One thing I hear all of the time from my presentation training clients is "I'm not great at the prepared section of my speech, but I feel I truly excel during the question and answer session. I feel more comfortable then and people tell me that I seem exceptionally strong and convincing during question time."
This is a common speaker malady. Ideally, you are no better at answering questions after a speech than you are in giving your prepared speech because you are EQUALLY excellent during both parts of the presentation. There is nothing inherently harder or easier about answering questions or delivering the structured part of your speech. It is not as though someone in the audience is requiring you to deliver the first half of your speech with a mouth full of marbles and then you are allowed to spit them out before taking questions.

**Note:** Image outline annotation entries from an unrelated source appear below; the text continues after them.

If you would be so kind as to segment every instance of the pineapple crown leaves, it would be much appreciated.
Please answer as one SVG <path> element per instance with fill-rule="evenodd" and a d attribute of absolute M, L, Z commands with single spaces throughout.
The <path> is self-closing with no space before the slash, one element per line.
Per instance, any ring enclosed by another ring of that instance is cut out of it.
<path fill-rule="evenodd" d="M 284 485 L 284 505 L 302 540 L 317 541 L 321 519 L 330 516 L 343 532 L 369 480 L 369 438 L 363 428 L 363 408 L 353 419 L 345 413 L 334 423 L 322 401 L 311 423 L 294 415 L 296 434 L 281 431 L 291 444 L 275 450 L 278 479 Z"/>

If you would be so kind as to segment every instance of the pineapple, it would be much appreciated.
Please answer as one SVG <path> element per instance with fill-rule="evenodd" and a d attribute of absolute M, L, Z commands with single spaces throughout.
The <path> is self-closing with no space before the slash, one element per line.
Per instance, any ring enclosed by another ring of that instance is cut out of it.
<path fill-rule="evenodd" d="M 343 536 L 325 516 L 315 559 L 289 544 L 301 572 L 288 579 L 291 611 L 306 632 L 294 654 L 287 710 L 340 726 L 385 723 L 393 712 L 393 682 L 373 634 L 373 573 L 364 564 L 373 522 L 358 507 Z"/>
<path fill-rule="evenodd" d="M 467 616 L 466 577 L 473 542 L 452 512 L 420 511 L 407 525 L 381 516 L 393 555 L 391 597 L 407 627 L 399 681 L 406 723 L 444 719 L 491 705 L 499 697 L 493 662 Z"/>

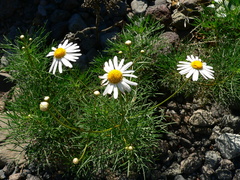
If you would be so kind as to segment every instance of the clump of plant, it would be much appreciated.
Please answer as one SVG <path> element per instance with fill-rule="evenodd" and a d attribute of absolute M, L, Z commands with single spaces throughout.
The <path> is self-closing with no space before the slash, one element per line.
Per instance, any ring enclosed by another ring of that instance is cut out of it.
<path fill-rule="evenodd" d="M 40 30 L 1 45 L 10 61 L 5 71 L 17 84 L 6 107 L 9 141 L 27 144 L 30 162 L 64 165 L 79 178 L 109 171 L 146 177 L 166 124 L 149 100 L 154 87 L 144 83 L 144 50 L 121 42 L 125 55 L 102 56 L 102 63 L 81 71 L 74 63 L 81 56 L 75 42 L 65 40 L 50 51 L 46 38 Z"/>

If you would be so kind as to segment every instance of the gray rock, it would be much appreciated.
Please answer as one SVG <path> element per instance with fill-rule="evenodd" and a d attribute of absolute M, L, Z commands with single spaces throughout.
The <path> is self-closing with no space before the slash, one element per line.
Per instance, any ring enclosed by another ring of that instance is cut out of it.
<path fill-rule="evenodd" d="M 145 15 L 150 15 L 164 24 L 171 22 L 171 12 L 165 4 L 149 6 Z"/>
<path fill-rule="evenodd" d="M 227 169 L 216 170 L 218 180 L 232 180 L 232 172 Z"/>
<path fill-rule="evenodd" d="M 229 159 L 222 159 L 220 162 L 220 167 L 221 169 L 227 169 L 229 171 L 232 171 L 235 169 L 234 164 L 232 161 Z"/>
<path fill-rule="evenodd" d="M 47 16 L 47 11 L 45 9 L 45 6 L 43 5 L 38 5 L 38 13 L 41 15 L 41 16 Z"/>
<path fill-rule="evenodd" d="M 81 31 L 86 27 L 86 23 L 79 14 L 73 14 L 68 21 L 68 30 L 71 32 Z"/>
<path fill-rule="evenodd" d="M 146 0 L 133 0 L 131 2 L 131 8 L 134 14 L 145 13 L 147 10 L 148 4 Z"/>
<path fill-rule="evenodd" d="M 0 179 L 6 179 L 5 173 L 2 169 L 0 170 Z"/>
<path fill-rule="evenodd" d="M 169 168 L 167 168 L 167 170 L 164 171 L 162 174 L 171 177 L 180 175 L 181 174 L 180 165 L 176 162 L 173 162 L 172 165 Z"/>
<path fill-rule="evenodd" d="M 214 128 L 212 129 L 212 134 L 209 137 L 210 140 L 215 140 L 218 136 L 221 135 L 221 128 L 219 126 L 214 126 Z"/>
<path fill-rule="evenodd" d="M 221 125 L 223 127 L 230 127 L 234 130 L 240 129 L 240 116 L 234 116 L 234 115 L 225 115 L 221 119 Z"/>
<path fill-rule="evenodd" d="M 56 9 L 51 14 L 50 20 L 53 23 L 59 23 L 59 22 L 67 21 L 70 18 L 70 16 L 71 15 L 68 11 Z"/>
<path fill-rule="evenodd" d="M 225 133 L 220 135 L 215 141 L 224 158 L 232 159 L 240 156 L 240 135 Z"/>
<path fill-rule="evenodd" d="M 188 16 L 184 15 L 181 12 L 174 12 L 172 14 L 172 23 L 171 25 L 177 28 L 178 30 L 187 30 L 190 28 L 190 19 Z"/>
<path fill-rule="evenodd" d="M 21 180 L 21 179 L 23 179 L 23 174 L 22 173 L 11 174 L 8 177 L 8 180 Z"/>
<path fill-rule="evenodd" d="M 181 161 L 181 172 L 191 174 L 202 166 L 202 158 L 197 153 L 192 153 L 187 159 Z"/>
<path fill-rule="evenodd" d="M 182 175 L 177 175 L 174 177 L 174 180 L 185 180 L 185 178 Z"/>
<path fill-rule="evenodd" d="M 211 168 L 216 169 L 221 161 L 221 156 L 217 151 L 207 151 L 205 154 L 205 165 L 209 165 Z"/>
<path fill-rule="evenodd" d="M 62 21 L 59 23 L 54 24 L 51 27 L 51 37 L 53 39 L 62 39 L 62 37 L 64 37 L 64 35 L 66 34 L 66 32 L 68 31 L 68 22 L 67 21 Z"/>
<path fill-rule="evenodd" d="M 206 164 L 202 166 L 202 172 L 205 176 L 209 177 L 213 175 L 215 171 L 209 164 Z"/>
<path fill-rule="evenodd" d="M 193 115 L 189 119 L 189 123 L 194 126 L 207 127 L 216 124 L 214 118 L 211 116 L 211 112 L 198 109 L 193 112 Z"/>
<path fill-rule="evenodd" d="M 167 0 L 155 0 L 154 2 L 155 5 L 167 5 Z"/>
<path fill-rule="evenodd" d="M 162 33 L 153 46 L 154 50 L 158 51 L 159 53 L 169 54 L 174 48 L 177 48 L 179 42 L 180 38 L 178 34 L 168 31 Z"/>
<path fill-rule="evenodd" d="M 41 179 L 38 176 L 28 174 L 26 180 L 41 180 Z"/>
<path fill-rule="evenodd" d="M 240 169 L 235 170 L 235 175 L 233 177 L 233 180 L 240 180 Z"/>

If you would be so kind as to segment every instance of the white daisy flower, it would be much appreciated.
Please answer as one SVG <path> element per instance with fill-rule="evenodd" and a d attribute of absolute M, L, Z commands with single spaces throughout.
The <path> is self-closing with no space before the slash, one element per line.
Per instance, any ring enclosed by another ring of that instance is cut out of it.
<path fill-rule="evenodd" d="M 79 46 L 72 42 L 68 43 L 68 40 L 65 40 L 63 44 L 59 44 L 58 48 L 52 47 L 51 52 L 48 53 L 47 57 L 53 56 L 53 62 L 49 69 L 49 72 L 53 72 L 55 74 L 57 66 L 60 73 L 62 73 L 62 64 L 64 66 L 72 68 L 72 62 L 76 62 L 76 60 L 81 56 Z"/>
<path fill-rule="evenodd" d="M 124 93 L 126 90 L 127 92 L 131 91 L 132 86 L 136 86 L 136 82 L 132 82 L 125 77 L 133 77 L 137 78 L 137 76 L 133 75 L 134 70 L 127 70 L 133 63 L 129 62 L 123 65 L 124 59 L 120 61 L 118 64 L 117 56 L 114 56 L 113 61 L 109 59 L 109 61 L 105 62 L 104 70 L 106 73 L 103 76 L 99 76 L 100 79 L 103 79 L 102 85 L 107 85 L 106 89 L 103 92 L 103 95 L 111 94 L 113 92 L 114 99 L 118 98 L 118 89 Z"/>
<path fill-rule="evenodd" d="M 202 62 L 202 60 L 199 59 L 198 56 L 187 56 L 186 60 L 189 62 L 179 61 L 180 64 L 177 65 L 177 70 L 180 71 L 180 74 L 187 74 L 186 78 L 192 76 L 193 81 L 198 80 L 199 73 L 205 79 L 214 79 L 214 71 L 212 70 L 213 68 L 211 66 L 207 66 L 206 63 Z"/>

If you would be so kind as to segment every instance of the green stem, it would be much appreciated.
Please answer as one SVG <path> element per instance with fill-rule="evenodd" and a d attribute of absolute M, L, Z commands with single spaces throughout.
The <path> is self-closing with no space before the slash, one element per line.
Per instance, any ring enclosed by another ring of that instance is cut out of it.
<path fill-rule="evenodd" d="M 163 103 L 165 103 L 166 101 L 168 101 L 169 99 L 171 99 L 173 96 L 175 96 L 184 86 L 185 84 L 188 82 L 189 79 L 187 79 L 180 88 L 178 88 L 171 96 L 169 96 L 168 98 L 166 98 L 165 100 L 163 100 L 162 102 L 160 102 L 159 104 L 153 106 L 150 108 L 150 110 L 157 108 L 158 106 L 162 105 Z"/>

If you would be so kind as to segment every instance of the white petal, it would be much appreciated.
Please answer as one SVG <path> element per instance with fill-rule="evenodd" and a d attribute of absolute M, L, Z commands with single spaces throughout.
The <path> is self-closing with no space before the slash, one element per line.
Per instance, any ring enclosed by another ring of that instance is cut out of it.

All of the conditions are exactly the same in the room and for you physically. This means that anything you do well when you are answering questions can be replicated during the prepared part of your speech.
Once I explain this, the typical response is "but it's much easier during the question and answer session because I'm not dealing with a script, I can give examples and it's a chance to be more conversational."
In which case I respond "EXACTLY! Now do that all the time."
These are the same elements you should strive to incorporate in every aspect of your presentation, from the moment you stand up, through your prepared presentation and the Q&A session until you sit down.
What kills many speakers' effectiveness during the prepared portion of their speech is an overly long, elaborate and abstract outline that features one mind-numbing fact after another. It is impossible to talk in a conversational way while using such a poor speech structure.
The simplest way to make the prepared part of your speech as strong and comfortable as the Q&A portion is to simply steal the format of the Q&A session and use it in your prepared speech. Rather than write out your speech in the traditional manner, write out the 10 or 20 questions you think your audience would want to ask you about the subject if you were having a one-on-one conversation with a single audience member. And it's OK to literally speak out the question to yourself and your audience during the speech and then answer your own question, using examples, stories and facts that answer the question fully. Then, in a conversationally way, move to the next question.
While especially applicable to the question and answer session of a presentation (because for many people that is the easiest) the focus for any presenter who wishes to improve is to isolate examples of when he or she does particularly well in any speaking opportunity. Once you have identified the situation (for example: speaking to small groups vs. large, standing versus sitting) the task is now to identify the precise elements of what you are doing that makes you do well in this format. Then, the trick is to force yourself to do that exact thing in every speaking environment, no matter how many factors have changed. For example, if you always answer questions that people put to you when you are speaking one-on-one with real life example and stories about your own work and theirs, but when giving so-called formal speeches, you always speak at the abstract-30,000 feet-in-the-clouds-level, then you have a problem. Fortunately, this is a problem with an easy solution that does not require the learning of difficult new skills. Instead, it just requires you to do what works well for you when speaking one-on-one, providing content with lots of personal examples that relate to you and your audience members.
Then you can be consistently good from the moment you stand up to speak until you sit down.
The real danger of speaking in a dull, flat and boring manner during your prepared presentation and then being great in the Q&A session is that most of your audience will have tuned out or fallen asleep before you get to question time. And then it won't matter how brilliant you are. Your audience is gone for good.